©NovelBuddy
Reincarnated as an Elf Prince-Chapter 543: Journey
They followed the road until it dipped into a shallow basin where ruins clustered like broken teeth. The structures were low and wide, built for durability rather than beauty, their walls etched with symbols that blended martial and ritual design. This had been a waystation once, a place where soldiers rotated out of longer campaigns, where supplies were redistributed before the next march south. Long before Dythrael. Long before the current wars.
Ashwing fluttered ahead, circling lazily before returning. "Nothing alive," he said, then hesitated. "Nothing breathing, anyway."
That was enough reason to slow.
They entered the ruins carefully, spacing out, covering angles by instinct rather than command. Lindarion felt the pressure again, faint but persistent, like eyes watching from behind layers of stone. His system stirred in response, not alarmed, but attentive, parsing patterns, mapping distortions in the local mana field. Whatever lingered here was not active. It was waiting, or perhaps simply remembering.
Near the center of the ruins they found the marker. A monolith no taller than a man, split down the middle and blackened as though struck by lightning that had burned from the inside out. Lindarion approached it slowly, one hand resting near his sword, the other hovering inches from the stone.

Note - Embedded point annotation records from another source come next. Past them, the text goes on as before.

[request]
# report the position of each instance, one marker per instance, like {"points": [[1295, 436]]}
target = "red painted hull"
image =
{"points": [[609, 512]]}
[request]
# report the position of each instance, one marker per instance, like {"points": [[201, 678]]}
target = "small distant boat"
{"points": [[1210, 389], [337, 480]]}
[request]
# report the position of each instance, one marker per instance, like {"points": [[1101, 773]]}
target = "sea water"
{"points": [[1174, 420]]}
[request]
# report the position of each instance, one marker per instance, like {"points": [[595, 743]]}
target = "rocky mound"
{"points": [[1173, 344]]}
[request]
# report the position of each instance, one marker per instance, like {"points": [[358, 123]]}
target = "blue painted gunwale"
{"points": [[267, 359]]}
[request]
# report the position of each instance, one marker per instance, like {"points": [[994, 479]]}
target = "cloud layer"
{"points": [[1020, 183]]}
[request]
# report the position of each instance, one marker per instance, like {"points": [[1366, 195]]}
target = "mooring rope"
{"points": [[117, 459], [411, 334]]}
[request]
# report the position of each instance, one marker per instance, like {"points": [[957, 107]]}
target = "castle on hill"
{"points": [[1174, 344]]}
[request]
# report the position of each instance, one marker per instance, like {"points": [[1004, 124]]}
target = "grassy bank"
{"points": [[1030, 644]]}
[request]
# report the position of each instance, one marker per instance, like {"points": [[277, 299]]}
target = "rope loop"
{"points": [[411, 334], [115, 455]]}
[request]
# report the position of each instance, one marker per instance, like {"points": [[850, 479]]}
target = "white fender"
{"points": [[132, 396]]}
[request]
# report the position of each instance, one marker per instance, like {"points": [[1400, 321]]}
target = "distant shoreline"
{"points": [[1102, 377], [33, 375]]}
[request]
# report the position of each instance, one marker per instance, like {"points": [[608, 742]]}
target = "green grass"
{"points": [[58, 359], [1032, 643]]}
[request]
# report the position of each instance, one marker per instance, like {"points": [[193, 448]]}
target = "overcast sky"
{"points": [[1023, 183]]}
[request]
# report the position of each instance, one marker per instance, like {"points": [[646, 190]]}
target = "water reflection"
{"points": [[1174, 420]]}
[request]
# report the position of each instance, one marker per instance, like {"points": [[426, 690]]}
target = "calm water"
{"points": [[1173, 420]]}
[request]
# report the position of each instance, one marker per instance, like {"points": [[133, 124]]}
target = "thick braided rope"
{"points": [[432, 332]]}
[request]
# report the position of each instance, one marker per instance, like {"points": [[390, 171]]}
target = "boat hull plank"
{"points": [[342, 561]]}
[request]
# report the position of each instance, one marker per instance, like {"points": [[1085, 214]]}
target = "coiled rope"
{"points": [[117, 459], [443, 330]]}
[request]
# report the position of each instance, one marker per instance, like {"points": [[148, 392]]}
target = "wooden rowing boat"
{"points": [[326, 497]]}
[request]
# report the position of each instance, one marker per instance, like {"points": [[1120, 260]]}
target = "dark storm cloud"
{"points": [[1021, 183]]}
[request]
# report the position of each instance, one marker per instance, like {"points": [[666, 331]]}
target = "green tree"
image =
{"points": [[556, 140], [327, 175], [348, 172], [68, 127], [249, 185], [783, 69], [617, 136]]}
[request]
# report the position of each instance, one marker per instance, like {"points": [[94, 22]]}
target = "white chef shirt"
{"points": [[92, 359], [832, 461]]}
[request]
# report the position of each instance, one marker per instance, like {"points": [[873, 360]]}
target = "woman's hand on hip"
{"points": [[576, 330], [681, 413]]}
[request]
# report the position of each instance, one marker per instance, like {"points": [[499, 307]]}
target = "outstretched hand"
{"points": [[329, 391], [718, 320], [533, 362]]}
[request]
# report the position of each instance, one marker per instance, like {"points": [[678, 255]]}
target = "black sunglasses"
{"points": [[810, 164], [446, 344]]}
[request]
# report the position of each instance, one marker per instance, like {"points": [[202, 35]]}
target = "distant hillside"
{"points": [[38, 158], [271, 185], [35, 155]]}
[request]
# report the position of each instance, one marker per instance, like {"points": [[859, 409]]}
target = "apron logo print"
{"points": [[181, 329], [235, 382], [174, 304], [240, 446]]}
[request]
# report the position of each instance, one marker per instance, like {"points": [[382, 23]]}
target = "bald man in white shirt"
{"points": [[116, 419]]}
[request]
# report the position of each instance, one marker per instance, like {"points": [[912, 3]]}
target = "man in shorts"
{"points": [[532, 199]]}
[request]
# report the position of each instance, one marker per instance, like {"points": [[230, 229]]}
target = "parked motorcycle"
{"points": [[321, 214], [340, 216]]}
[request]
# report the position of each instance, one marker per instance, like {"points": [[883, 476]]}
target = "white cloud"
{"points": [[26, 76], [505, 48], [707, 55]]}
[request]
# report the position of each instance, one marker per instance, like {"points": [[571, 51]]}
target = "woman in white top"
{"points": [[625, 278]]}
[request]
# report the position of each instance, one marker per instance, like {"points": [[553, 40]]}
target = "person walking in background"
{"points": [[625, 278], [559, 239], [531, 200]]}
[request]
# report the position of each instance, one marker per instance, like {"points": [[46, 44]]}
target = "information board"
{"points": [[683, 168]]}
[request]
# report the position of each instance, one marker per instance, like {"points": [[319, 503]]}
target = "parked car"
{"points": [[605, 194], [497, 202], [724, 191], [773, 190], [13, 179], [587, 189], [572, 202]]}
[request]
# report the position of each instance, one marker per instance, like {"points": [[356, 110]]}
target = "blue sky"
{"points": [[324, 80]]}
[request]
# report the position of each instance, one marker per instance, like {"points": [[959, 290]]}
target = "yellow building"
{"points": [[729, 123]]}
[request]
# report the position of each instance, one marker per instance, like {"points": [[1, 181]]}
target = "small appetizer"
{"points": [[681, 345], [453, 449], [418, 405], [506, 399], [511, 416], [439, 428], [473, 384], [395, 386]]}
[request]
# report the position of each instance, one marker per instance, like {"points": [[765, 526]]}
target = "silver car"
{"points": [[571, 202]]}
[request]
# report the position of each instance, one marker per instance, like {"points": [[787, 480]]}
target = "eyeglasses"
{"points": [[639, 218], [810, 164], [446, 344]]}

The moment his presence fully registered, the air shifted. Not violently, but definitively. The pressure resolved into clarity, and with it came understanding.
"This place was a boundary," he said quietly. "Not a battlefield. A threshold."
Nysha frowned. "Between what and what?"
"Between mortal command and divine observation," Lindarion replied. "This was as far south as armies were allowed to march without permission."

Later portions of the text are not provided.